Cosmopolitan Greetings

"If we don't show anyone we're free to write anything." - AG

the good life

June 2010

It strikes me that someday we’ll probably have more money, we’ll be more important at our jobs and to a greater number of people etc., but I’ll bet you when that time comes we’ll only want to sit around and remember this one.

Maybe you have to entertain the possibility that you got what you wanted - your little outpost on the last coast of the continent where you can sit in the shade with bought coffee and bare feet and where your book cover flaps and postal mail quiver but don’t blow away under idle zephyrs. And in your mind it is quiet, a peace that settles down over the bridge of your nose, the kind where you’re sort of intuiting into, knowing as opposed to actively thinking. Knowing about things the way Hemingway sometimes wrote, in these big spacious platitudes at once simple and deep, like you might flatten your palm and trace the contour of the horizon - judging the land good that is spread out before you.

            This good land is California, and it’s a concept you understand through layers or remove the way people here think they understand about the Civil War. You were born in Winchester Virginia where they understand about the Civil War and you think how trite it is to be happy in California - what a perfect cliché to be happy in Los Angeles, like maybe somehow it’s intellectually lazy. But you shake it off. Time and continuity are the real enemies of this happiness; try to put a border, a context on it and it’s gone. You’re better to live into your life like a loose constellation of unspliced movie frames. Don’t choke on the industry metaphor, stay with it. No connective tissue between these slides, just one random image after another, little self-contained and immutable universes. Or maybe pictures hanging next to one another in a gallery, all by different artists in different periods, without even a shared medium between them. That’s not bad. 

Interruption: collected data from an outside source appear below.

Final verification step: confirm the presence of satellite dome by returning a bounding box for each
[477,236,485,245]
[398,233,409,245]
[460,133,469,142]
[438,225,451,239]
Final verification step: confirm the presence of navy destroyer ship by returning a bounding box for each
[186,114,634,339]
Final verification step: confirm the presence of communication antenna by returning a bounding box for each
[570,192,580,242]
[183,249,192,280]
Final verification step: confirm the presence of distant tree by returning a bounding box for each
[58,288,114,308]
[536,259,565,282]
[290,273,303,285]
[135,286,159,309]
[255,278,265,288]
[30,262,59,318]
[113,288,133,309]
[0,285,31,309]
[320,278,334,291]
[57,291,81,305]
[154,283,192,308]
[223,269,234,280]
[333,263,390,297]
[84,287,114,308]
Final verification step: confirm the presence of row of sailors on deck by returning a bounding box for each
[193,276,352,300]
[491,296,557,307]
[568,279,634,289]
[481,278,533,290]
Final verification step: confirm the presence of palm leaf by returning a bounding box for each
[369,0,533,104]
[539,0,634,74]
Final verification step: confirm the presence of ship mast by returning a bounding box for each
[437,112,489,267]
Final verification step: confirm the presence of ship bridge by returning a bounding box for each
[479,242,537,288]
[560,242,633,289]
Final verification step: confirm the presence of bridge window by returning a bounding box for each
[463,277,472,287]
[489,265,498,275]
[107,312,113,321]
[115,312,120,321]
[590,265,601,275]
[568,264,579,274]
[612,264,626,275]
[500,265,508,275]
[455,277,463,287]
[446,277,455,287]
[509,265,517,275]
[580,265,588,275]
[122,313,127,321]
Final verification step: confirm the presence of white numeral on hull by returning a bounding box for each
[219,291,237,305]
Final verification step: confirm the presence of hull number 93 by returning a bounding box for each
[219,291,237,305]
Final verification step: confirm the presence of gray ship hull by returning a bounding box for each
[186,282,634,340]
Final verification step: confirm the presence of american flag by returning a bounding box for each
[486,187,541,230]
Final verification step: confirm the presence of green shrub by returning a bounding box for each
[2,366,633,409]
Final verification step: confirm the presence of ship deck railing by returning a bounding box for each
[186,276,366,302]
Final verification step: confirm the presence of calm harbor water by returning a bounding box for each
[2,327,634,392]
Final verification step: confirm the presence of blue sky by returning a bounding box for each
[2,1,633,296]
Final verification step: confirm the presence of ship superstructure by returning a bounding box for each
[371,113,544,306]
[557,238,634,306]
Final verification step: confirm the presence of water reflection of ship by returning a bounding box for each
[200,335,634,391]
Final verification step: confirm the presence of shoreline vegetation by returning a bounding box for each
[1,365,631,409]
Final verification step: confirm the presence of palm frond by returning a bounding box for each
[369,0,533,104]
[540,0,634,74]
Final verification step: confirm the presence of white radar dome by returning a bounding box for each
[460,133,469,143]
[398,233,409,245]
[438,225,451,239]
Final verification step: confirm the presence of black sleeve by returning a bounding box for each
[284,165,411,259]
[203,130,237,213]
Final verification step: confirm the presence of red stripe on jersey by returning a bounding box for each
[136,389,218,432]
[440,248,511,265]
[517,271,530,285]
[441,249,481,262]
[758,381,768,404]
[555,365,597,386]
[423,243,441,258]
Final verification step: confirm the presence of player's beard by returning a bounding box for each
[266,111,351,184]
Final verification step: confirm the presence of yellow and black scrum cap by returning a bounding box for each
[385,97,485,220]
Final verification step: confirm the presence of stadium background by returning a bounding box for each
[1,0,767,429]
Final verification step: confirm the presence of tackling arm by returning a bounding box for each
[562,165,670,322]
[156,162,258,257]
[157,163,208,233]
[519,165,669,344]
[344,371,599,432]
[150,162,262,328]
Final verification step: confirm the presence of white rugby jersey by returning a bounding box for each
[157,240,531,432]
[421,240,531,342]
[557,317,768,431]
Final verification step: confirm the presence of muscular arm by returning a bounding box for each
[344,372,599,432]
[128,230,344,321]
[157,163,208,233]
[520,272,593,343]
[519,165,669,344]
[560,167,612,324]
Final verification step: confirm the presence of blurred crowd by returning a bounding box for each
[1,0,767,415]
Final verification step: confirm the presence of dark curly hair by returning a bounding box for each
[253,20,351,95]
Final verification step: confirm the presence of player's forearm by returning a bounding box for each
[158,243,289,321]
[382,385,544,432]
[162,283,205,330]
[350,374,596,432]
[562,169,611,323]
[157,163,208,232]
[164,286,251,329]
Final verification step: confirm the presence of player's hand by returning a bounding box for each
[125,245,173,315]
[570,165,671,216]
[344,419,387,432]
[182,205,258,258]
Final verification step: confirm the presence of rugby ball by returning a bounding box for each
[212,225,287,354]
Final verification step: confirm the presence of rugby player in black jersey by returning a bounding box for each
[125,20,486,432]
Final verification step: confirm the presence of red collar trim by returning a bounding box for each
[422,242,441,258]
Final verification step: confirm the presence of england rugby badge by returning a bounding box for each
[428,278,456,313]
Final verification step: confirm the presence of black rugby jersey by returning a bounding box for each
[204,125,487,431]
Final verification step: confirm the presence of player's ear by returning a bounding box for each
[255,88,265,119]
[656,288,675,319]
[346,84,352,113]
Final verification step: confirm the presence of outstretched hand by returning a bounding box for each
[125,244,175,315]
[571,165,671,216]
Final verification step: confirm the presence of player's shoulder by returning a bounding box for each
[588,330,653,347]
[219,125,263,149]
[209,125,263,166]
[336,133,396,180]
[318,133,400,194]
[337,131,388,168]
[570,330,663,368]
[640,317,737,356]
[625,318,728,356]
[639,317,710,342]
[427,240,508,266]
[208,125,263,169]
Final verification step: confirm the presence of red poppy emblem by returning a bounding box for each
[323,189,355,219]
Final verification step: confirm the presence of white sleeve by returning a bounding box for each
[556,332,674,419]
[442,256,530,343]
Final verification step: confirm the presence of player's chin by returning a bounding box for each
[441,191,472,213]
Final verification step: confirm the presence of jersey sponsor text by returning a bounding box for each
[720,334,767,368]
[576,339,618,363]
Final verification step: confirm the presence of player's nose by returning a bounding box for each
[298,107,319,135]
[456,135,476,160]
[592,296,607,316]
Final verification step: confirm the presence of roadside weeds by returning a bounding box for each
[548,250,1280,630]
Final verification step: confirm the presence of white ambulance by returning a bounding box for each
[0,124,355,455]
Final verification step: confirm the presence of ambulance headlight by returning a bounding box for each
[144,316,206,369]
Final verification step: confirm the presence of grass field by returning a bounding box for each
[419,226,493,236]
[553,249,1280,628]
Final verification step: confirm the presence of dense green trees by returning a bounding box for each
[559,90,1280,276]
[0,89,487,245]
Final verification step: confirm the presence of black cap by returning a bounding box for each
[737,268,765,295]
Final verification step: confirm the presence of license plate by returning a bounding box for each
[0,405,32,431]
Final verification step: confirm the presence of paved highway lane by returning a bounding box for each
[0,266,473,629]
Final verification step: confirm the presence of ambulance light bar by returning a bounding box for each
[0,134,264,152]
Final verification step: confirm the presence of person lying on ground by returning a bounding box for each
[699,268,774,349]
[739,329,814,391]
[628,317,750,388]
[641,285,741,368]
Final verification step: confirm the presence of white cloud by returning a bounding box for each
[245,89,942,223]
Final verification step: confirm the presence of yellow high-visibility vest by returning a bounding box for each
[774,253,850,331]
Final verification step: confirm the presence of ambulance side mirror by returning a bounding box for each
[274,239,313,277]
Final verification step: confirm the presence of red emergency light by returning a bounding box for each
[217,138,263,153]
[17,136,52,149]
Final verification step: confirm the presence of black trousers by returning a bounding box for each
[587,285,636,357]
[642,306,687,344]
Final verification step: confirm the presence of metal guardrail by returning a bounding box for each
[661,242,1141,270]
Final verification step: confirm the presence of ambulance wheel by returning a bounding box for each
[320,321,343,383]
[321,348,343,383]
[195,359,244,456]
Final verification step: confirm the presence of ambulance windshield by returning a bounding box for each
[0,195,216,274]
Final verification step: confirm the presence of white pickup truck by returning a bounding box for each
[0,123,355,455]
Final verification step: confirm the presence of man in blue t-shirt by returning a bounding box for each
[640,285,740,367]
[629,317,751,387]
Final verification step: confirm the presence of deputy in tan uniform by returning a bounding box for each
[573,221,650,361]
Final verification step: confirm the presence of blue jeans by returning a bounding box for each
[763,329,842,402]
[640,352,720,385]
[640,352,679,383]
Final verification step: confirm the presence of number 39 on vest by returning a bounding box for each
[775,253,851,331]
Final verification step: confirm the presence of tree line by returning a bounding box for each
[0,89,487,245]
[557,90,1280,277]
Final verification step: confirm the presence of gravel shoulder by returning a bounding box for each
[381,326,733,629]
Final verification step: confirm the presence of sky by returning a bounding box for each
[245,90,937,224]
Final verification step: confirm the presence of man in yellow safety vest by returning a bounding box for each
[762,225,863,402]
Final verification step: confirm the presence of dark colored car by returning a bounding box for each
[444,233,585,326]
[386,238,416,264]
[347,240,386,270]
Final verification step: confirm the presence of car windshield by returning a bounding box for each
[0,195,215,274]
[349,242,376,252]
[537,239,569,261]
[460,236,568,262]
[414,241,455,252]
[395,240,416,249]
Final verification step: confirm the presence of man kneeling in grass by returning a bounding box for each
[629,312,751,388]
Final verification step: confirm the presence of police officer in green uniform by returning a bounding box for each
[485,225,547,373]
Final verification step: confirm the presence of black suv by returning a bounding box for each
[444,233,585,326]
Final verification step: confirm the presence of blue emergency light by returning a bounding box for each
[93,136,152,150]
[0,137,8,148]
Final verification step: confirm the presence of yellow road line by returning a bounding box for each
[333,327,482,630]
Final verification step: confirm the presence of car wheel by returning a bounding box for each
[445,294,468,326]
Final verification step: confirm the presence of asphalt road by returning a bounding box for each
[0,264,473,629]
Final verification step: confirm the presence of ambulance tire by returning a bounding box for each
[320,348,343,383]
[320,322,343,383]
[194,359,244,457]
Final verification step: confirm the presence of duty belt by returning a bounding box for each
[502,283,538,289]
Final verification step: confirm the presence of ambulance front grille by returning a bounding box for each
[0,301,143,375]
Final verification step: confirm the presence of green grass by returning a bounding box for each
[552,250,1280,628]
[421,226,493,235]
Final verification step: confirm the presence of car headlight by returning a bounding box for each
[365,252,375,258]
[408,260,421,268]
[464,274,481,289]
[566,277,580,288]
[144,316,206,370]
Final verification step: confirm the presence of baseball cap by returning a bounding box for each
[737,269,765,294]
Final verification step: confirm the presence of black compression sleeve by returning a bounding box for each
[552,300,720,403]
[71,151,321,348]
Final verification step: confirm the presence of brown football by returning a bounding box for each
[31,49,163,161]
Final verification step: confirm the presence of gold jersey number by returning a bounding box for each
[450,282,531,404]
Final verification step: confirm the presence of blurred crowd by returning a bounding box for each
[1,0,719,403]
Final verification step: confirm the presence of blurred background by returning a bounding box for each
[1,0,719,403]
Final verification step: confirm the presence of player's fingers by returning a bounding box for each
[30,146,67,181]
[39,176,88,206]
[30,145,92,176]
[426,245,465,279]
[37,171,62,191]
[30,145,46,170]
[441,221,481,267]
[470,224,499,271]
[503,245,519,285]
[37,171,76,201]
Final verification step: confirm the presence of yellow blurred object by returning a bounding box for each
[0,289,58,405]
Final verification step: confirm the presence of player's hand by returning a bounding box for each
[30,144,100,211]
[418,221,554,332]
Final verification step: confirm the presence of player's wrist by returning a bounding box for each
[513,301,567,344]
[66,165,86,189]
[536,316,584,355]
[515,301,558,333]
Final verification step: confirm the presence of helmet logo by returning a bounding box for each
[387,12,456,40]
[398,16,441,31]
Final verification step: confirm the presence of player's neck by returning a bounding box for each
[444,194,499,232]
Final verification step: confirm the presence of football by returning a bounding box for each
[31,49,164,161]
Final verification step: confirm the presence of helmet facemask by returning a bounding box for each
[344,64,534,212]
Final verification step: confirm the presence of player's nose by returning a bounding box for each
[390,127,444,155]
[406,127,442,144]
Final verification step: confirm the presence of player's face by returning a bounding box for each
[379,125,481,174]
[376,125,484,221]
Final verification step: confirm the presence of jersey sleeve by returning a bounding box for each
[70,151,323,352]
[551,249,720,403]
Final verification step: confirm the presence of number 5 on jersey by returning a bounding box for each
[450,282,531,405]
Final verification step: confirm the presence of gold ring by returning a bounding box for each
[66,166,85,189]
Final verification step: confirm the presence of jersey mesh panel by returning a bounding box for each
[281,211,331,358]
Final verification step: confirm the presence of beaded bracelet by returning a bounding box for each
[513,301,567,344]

The coffee is cold now but the heat is showing up - a roomy high-domed Southland bake – but forget the coffee, you think, stay with the gallery. You decide that where you got yourself into trouble was by trying to maintain consistency, trying to act the way the character would act based on what we know about the character’s past. You created a “we” is what you did, and it seems you can only arrive at the gallery if you aren’t paying attention – inserting the I: taking ownership - so that moment then is when you kind of come awake realizing: on your porch on Saturday morning in Los Angeles, with your postal mail quivering but not blowing away, that maybe this is what the good life looks like, and you’ve been having it for quite some time now.